The Review Board holds office hours every week to review pending changes. Service teams attend these meetings to discuss the proposed changes and typically the Board recommends alternative designs that preserve behavior for current customers. Occasionally, a service team makes changes to the REST API definition to add missing information or correct details that aren’t consistent with actual service implementation. These changes are permitted, as they aren’t changes in service behavior.

In rare cases, a service needs to introduce a change that impacts current users, either because of security exposures or because all the alternative approaches aren’t feasible. In these cases, the prior version of the service is formally “retired”. The retirement process involves notification of all affected customers, a retirement notice published on Azure Updates. Following customer notification, the service continues to remain available, typically for three years, for customers to migrate from the prior version to the new version. The migration period may be shorter for changes that fix security, compliance, or legal vulnerabilities.

Breaking changes tooling

The primary tool for detecting breaking changes is azure-openapi-diff, which compares two REST API definitions and flags any differences that might be breaking changes by applying the BreakingChangeReviewRequired label to the PR. Azure employs many “specification extensions” and azure-openapi-diff checks for differences in these extensions as well. There are currently 47 different types of changes that azure-openapi-diff detects. Some changes are considered breaking changes and raise errors; other changes are flagged with the NewApiVersionRequired label if made without updating the API version.

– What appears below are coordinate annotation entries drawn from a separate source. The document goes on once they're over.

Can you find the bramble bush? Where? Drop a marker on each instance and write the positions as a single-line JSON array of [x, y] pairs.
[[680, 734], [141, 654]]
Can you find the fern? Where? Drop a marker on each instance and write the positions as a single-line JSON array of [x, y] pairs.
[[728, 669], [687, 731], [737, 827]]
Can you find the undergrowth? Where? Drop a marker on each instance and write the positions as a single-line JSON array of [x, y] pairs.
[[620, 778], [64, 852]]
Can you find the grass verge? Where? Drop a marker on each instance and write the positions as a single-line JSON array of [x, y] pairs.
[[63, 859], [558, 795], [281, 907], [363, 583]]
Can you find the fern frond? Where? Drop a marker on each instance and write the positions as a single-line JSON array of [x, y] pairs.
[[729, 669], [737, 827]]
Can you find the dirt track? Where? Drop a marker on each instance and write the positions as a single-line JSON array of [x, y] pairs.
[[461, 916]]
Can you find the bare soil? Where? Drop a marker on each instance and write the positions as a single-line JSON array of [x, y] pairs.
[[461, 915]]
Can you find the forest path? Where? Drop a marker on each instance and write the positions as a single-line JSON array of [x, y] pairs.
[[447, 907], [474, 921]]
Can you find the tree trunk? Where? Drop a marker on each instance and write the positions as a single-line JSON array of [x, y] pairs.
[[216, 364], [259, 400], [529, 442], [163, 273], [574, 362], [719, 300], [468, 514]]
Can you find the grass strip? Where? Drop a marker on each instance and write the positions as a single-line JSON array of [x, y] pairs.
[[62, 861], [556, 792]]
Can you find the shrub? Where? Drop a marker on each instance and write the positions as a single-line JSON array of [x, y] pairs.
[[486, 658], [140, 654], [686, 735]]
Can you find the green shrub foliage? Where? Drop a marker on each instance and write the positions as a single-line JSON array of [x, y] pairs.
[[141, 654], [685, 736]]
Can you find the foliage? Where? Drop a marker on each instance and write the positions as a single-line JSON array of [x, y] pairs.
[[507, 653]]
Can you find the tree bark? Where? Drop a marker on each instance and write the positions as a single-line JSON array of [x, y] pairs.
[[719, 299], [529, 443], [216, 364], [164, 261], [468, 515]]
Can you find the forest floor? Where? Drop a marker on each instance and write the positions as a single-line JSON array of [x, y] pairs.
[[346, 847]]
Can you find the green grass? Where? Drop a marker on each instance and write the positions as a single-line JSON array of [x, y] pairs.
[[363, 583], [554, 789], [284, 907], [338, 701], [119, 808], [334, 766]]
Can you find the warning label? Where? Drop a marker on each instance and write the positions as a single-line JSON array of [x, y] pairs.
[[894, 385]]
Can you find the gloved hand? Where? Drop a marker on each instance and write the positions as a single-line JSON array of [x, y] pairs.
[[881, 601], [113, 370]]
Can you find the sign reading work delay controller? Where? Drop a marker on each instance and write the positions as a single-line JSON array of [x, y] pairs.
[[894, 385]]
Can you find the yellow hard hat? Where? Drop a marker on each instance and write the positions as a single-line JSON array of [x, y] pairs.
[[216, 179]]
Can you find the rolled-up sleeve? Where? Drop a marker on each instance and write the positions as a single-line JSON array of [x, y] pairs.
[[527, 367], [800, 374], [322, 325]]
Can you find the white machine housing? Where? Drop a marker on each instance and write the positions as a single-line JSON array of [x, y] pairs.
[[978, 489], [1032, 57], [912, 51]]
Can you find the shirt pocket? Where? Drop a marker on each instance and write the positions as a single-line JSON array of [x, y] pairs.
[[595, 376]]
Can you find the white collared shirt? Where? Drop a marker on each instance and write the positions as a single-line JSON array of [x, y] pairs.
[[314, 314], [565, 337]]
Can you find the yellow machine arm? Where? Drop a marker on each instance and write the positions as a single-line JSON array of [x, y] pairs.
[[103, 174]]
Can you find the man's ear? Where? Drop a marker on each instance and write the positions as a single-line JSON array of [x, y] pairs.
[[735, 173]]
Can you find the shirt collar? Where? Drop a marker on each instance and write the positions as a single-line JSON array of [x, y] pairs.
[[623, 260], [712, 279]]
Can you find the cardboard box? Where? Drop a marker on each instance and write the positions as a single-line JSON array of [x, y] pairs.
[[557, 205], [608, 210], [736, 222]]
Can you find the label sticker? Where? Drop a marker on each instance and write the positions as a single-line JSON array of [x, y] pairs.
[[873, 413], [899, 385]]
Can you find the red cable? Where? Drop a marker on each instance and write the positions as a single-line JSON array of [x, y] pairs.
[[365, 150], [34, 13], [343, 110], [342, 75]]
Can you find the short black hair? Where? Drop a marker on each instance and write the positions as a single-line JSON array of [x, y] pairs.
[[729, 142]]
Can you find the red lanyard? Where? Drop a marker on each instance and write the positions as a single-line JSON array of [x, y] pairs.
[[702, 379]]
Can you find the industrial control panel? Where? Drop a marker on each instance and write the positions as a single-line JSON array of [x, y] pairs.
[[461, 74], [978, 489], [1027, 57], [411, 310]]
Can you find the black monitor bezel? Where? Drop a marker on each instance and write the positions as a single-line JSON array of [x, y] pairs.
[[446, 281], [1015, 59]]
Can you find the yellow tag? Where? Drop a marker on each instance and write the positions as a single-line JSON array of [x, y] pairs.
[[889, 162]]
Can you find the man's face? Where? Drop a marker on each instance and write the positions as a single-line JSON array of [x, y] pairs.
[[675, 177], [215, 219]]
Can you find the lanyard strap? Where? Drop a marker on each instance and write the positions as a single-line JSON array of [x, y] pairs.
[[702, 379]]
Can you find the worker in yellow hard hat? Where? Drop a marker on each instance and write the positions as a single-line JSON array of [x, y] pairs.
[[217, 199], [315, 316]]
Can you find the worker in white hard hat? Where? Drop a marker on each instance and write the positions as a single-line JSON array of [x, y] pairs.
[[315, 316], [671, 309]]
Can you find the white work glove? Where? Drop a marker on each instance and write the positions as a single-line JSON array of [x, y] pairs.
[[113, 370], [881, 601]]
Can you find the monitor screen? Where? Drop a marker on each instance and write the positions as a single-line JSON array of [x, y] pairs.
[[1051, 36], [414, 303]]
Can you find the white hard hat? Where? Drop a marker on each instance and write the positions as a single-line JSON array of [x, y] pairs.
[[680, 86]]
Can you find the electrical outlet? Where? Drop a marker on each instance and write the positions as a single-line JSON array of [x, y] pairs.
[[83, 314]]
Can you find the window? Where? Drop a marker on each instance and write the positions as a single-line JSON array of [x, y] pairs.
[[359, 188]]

The azure-rest-api-specs repo is configured to run azure-openapi-diff to compare the changes in the PR against the most recent GA version, if there’s one, and the most recent preview version, again if there’s one. Any issues detected in the PR are flagged for breaking change review. PRs with breaking changes are blocked from merging until the Review Board has applied the Approved-BreakingChange label.

Continuous improvement

Azure makes a significant investment in avoiding customer disruption from breaking changes, but there’s still room for improvement. One area for improvement is finding and correcting errors or omissions in a service’s REST API definition before it’s published. We’re attacking this problem by monitoring live traffic for some services while they’re still in preview and checking this traffic against the REST API definition. We’re hoping to expand live traffic validation to more services and complement it with active testing of the API definition as part of the CI process for the azure-rest-api-specs repo.

Summary

Versioning is an essential tool for protecting customers from breaking changes in Azure services. Azure has established a versioning policy, backed by process and tooling, to minimize customer disruption from breaking changes. Azure’s versioning policy allows customers to use Azure services with confidence that service changes won’t disrupt their workloads.